This thesis argues that task-oriented conversation between humans and spatially situated dialogue systems requires a systematic understanding of spatial language, models of spatial representation and reasoning, and theories of intentional action and agency -- and that all of these models be made accessible within a dialogue processing framework that, while modularizing these issues, pulls them together within a tightly coupled architecture. While such issues pose research questions which are significant, particularly when considered in the light of the many other challenges in language processing and spatial theory, the benefits of competence in situated spatial language to the fields of robotics, geographic information systems, game design, and applied artificial intelligence cannot be underestimated. To progress us towards such overall goals, this thesis develops a modularized agent-oriented language processing framework for spatially situated agents.
Existing theories of dialogue modelling and management are reviewed in detail in order to establish a background in the state of the art in language processing, and to determine where boundaries should or should not be drawn between theories of language competence and those of spatial reasoning and agency. This review concludes that, while existing dialogue models are well developed and highly sophisticated, the particular field of situated spatial language processing requires: (a) greater clarity in the relationship between language representation and domain reasoning; (b) a more systematic approach to situational contextualization to account for the dynamic nature of interpretation in spatial dialogue; and (c) that we look back to issues of agency in dialogue systems to enable a tighter coupling between dialogue processes and the agent's domain-specific capabilities.

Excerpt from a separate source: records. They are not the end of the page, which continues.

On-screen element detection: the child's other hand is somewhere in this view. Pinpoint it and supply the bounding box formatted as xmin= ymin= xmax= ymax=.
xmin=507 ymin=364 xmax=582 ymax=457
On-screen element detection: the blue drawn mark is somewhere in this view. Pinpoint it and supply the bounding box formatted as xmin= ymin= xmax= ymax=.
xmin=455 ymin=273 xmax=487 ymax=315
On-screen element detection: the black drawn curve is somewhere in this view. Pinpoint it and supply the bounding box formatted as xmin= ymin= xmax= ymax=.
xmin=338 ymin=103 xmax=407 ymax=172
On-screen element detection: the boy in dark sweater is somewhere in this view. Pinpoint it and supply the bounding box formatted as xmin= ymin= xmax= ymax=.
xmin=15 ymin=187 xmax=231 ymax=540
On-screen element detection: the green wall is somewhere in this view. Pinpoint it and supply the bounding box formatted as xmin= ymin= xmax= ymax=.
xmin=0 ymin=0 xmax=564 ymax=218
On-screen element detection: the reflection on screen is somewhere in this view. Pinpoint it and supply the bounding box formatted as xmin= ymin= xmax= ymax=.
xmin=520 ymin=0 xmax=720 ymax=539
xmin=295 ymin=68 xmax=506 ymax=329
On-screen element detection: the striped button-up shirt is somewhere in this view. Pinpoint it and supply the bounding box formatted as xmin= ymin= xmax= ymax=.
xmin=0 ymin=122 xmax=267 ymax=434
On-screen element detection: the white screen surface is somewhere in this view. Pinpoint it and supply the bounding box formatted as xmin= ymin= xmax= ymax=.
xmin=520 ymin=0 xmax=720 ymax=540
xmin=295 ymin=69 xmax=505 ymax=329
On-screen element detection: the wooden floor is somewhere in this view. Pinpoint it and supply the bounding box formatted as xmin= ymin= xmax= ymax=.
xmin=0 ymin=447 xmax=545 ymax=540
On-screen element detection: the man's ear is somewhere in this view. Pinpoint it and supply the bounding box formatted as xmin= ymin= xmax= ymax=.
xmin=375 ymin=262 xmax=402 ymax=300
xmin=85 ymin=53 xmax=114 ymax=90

A set of desiderata for situated dialogue systems is thereafter developed, and used to motivate a tiered architecture for dialogue processing that pulls apart layers of language and knowledge representation so as to facilitate reusable and hopefully more scalable communication about space and action. The three tiers of this architecture are subsequently presented in detail. The first tier of the architecture, i.e., the Language Interface, provides the processes and resources which link surface language to the agent's own conceptual models through a spatially rich linguistic semantics that is optimised for the syntax/semantics interface. The second architecture tier, the Agent-Oriented Dialogue Management model, provides a dialogue processing theory which marries a semantics-centric view on dialogue modelling with a practical theory of intentionality, as well as a transparent approach to situational contextualization through functional content resolution and augmentation. The third architectural tier is a concrete situational model against which the Language Interface and Agent Oriented Dialogue Management Model are coupled. This third tier is investigated by developing a model of verbal route interpretation for navigating robots in partially known environments.